This is a focused meeting on handling severe sovereign debt crises facilitated by a discussion on some of the latest developments in research. The conversation will be prompted by recent papers by CIGI Senior Fellows Susan Schadler and Brett House (joint with Richard Gitlin).
Global economic developments over the past two years have highlighted the difficult choices — from the role of the International Monetary Fund (IMF) to whether and how the private sector involvement takes place — in resolving severe sovereign debt crises. The complexity of these issues is evident in the recent debate about how the IMF handled the bail-out of Greek creditors and in the still unresolved debate about institutional arrangements for sovereign debt restructuring.
The effort to find the right framework for constraining the IMF’s discretion in bailing out private creditors goes back almost two decades. Through repeated crises during this period, a framework that adequately balances the need for flexibility and timely, decisive responses on the part of the IMF has eluded policy-makers. IMF’s recent ex-post review of its handling of the Greek crisis is but the latest expression of this concern. Clearly, another attempt to put in place a robust framework will be needed. The process will require a vigorous debate on whether and how past practices have met needs.
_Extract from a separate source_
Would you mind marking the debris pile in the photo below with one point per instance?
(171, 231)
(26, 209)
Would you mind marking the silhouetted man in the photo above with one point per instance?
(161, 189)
Complementary to this effort will be a renewed examination of the institutional arrangements for executing sovereign debt restructuring when it is determined to be critical to crisis resolution and the return of national economies to sustainable growth. Yet, since the failure of the Sovereign Debt Restructuring Mechanism (SDRM) proposal in 2003, the world has been at an impasse between proposals for statutory- and treaty-based approaches to restructuring sovereign debt, and market-based alternatives such as collective action clauses (CACs).
Susan Schadler is a CIGI Senior Fellow. She is a former deputy director of the International Monetary Fund’s European Department. Her research interests include the sovereign debt crisis, global capital flows, global financial institutions and growth models for emerging market economies.
Brett House is a CIGI Senior Fellow. Additionally, he is a Visiting Scholar at Massey College, University of Toronto and Lecturer in the Economics Department and a Senior Fellow at the Jeanne Sauvé Foundation at McGill University. His research looks at the effects of trade liberalization on growth, the rise of emerging markets, and options to improve sovereign debt restructuring. He is also an advisor to and partner in Tau+ Investment Management, a start-up impact fund.